La présentation intervient au milieu de l'affaire en cours devant les tribunaux fédéraux de Comodoro Py pour des allégations enrichissement illicite et négociations incompatibles avec le service publicdirigé par le juge fédéral Ariel Lijo et le procureur Gerardo Polllicita.

De 200 000 USD à 513 000 USD en cinq ans d'exposition au BTC

Selon la reconstitution présentée par le chef de cabinet, les investissements ont été réalisés entre 2013 et 2018 à travers huit portefeuilles virtuels différents, avec un capital initialement investi proche de 200 000 dollars. Au cours de cette période, Adorni et son épouse Bettina Angeletti auraient acheté et vendu la crypto-monnaie jusqu'à ce qu'ils accumulent leur avoir actuel.

La fenêtre de temps n’est pas mineure pour les lecteurs de crypto : entre 2013 et 2018, le Bitcoin est passé d’environ 13 $ US à un maximum historique proche de 20 000 $ US fin 2017, avant l’hiver crypto qui l’a ramené en dessous de 4 000 $ US en décembre 2018. Le capital maintenu et exploité dans cette fourchette pourrait être multiplié plusieurs fois, selon le timing.

Le retour déclaré par Adorni -environ 2,5x sur le capital initial– est raisonnablement conservateur par rapport à la performance brute de l’actif sur cette période, ce qui suggère des opérations de prise de bénéfices partielles plutôt qu’un hodl pur.
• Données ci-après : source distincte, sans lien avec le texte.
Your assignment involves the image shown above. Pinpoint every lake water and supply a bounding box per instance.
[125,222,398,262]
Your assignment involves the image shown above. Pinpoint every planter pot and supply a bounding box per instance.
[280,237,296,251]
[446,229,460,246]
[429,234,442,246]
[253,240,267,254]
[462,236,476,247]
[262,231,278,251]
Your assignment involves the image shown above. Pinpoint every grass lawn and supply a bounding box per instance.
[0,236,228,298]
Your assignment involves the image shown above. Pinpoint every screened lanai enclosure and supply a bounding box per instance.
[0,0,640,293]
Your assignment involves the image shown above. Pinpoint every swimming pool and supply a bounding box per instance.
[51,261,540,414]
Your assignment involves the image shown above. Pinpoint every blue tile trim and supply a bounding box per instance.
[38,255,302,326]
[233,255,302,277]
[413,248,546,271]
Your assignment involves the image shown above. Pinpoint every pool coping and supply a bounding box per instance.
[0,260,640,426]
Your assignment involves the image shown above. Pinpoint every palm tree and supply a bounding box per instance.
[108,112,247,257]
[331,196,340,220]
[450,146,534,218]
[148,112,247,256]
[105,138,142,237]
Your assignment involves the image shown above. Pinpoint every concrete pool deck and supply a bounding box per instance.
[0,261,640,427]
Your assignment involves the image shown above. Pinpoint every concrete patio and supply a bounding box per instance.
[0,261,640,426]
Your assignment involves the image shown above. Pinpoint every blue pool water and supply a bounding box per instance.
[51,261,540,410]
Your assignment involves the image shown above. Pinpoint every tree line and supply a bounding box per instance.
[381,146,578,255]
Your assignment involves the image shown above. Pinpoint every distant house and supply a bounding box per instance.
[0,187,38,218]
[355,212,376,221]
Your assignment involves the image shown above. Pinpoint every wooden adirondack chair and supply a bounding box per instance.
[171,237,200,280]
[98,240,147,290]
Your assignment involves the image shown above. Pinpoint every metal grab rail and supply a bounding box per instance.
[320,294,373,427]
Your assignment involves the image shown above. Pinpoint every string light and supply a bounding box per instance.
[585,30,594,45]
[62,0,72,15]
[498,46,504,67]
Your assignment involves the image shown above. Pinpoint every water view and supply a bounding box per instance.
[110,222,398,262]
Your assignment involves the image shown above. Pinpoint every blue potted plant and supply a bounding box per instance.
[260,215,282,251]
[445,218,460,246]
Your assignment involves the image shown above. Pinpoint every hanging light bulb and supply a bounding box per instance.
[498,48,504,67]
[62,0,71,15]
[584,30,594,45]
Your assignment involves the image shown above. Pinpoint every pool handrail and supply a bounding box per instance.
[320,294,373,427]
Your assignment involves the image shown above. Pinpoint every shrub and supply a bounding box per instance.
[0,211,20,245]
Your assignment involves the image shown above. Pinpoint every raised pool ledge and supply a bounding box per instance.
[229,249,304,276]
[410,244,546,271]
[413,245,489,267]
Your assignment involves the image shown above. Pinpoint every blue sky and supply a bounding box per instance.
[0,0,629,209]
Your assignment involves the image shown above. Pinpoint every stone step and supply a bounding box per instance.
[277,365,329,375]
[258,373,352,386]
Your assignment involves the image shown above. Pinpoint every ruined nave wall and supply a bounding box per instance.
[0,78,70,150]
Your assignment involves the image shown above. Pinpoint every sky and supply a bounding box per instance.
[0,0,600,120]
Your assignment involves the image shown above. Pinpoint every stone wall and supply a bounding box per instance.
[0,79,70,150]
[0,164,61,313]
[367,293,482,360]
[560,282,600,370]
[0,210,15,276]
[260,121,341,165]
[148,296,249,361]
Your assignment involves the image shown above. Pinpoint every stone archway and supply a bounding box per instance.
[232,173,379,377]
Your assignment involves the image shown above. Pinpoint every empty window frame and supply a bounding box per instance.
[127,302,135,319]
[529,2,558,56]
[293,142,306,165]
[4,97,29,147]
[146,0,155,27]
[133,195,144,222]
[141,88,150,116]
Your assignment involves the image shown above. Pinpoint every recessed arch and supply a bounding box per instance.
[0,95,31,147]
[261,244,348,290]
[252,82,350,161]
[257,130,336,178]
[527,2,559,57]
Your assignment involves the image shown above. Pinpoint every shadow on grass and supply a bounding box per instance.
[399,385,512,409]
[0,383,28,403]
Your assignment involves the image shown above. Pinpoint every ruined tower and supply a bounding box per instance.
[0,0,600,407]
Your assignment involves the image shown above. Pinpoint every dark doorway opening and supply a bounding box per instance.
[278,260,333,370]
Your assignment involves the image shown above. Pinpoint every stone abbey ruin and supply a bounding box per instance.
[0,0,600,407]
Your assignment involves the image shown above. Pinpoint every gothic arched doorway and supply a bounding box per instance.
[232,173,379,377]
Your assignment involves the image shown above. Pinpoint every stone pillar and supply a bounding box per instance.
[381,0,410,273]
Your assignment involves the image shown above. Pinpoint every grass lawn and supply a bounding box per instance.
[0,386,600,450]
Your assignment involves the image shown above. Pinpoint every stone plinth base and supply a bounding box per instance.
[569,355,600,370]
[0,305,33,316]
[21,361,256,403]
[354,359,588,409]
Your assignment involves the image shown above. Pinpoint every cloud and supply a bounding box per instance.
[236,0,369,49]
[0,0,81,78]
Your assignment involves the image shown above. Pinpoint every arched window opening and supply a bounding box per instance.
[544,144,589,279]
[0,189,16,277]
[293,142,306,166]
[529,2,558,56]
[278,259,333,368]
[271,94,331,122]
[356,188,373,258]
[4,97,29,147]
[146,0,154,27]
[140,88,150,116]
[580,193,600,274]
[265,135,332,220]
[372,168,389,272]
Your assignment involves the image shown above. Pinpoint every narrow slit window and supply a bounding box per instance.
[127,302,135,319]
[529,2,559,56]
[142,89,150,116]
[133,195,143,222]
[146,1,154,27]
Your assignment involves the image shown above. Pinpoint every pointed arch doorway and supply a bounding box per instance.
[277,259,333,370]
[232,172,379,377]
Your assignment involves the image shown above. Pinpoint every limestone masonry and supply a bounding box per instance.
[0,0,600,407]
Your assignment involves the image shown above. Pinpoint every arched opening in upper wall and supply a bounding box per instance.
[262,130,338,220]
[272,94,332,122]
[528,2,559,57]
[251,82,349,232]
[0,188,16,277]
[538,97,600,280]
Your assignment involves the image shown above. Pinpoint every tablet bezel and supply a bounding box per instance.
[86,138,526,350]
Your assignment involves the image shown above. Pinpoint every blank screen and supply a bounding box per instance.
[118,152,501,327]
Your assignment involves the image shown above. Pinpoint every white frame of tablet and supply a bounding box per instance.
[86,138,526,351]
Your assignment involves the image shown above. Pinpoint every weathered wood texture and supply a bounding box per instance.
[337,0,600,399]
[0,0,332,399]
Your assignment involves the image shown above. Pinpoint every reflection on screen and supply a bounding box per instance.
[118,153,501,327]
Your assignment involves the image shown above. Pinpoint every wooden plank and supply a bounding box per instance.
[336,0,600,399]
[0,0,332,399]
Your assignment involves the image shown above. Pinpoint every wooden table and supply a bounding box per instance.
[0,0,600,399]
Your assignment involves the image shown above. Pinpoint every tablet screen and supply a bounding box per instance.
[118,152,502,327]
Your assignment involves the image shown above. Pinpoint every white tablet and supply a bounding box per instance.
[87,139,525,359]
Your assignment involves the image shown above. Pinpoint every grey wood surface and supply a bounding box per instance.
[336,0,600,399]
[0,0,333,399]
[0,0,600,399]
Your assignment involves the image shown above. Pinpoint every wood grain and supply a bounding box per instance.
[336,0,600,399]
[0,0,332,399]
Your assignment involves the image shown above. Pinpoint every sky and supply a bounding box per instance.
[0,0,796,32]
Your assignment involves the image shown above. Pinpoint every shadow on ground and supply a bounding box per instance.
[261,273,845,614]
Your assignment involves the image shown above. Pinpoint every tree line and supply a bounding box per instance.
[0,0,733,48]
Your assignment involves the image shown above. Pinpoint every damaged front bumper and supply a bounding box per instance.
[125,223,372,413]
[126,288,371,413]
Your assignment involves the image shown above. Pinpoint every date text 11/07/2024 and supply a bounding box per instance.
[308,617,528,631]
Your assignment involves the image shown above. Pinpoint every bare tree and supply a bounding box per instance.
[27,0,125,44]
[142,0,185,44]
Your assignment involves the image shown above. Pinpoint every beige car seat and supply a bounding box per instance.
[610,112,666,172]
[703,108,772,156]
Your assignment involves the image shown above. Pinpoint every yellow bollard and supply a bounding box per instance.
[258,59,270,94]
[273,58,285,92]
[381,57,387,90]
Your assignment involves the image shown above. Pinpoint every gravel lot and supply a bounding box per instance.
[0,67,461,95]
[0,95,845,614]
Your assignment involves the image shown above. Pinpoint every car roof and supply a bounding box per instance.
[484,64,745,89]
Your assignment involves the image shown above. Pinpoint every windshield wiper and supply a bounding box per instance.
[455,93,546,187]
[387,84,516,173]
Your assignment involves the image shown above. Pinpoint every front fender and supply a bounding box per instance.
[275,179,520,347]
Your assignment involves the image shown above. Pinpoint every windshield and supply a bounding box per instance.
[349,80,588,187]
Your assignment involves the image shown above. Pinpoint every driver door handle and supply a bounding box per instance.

Huit portefeuilles et les « clés » comme preuve technique

La défense d'Adorni a présenté un argument qui sera central dans l'affaire : les opérations peuvent être vérifiées à l'aide des soi-disant « clés » d'accès associées aux portefeuilles virtuels utilisés pour opérer. C’est-à-dire les clés privées des portefeuilles, qui permettraient aux experts judiciaires de reconstituer l’historique en chaîne de chaque adresse et de valider les avoirs et les mouvements.

D’un point de vue crypto, l’approche est techniquement solide mais exigeante : la signature cryptographique avec la clé privée permet de prouver le contrôle d’une adresse sans révéler la clé, au travers de messages signés publiquement vérifiables. Si les huit portefeuilles correspondent à des adresses vérifiables en chaîne, les experts pourraient retracer chaque UTXO avec une précision millimétrique.

Le contexte : rectifications depuis 2020 et régime de blanchiment d’argent

La déclaration comprend également des modifications patrimoniales du mariage qui remontent à 2020, y compris des héritages d'environ 79 000 $ US, des opérations immobilières dans le pays d'Indio Cuá et à Caballito, et des rectifications fiscales des cinq dernières années avant ARCA.

Quelques heures avant la présentation, Adorni et Angeletti ont profité du Régime de gains simplifié envisagé dans la loi 27.799. Il s’est avéré que l’explication publique du responsable était énergique : «On économise en noir, comme tous les Argentins».

L'affaire place à l'agenda politique argentin – avec un impact direct sur la communauté cryptographique – le débat sur la manière dont sont déclarés les avoirs en actifs cryptographiques acquis au cours des années précédant leur entrée dans le service public, et ouvre un précédent sur l'utilisation de la preuve cryptographique en chaîne comme instrument de validation des actifs devant la justice.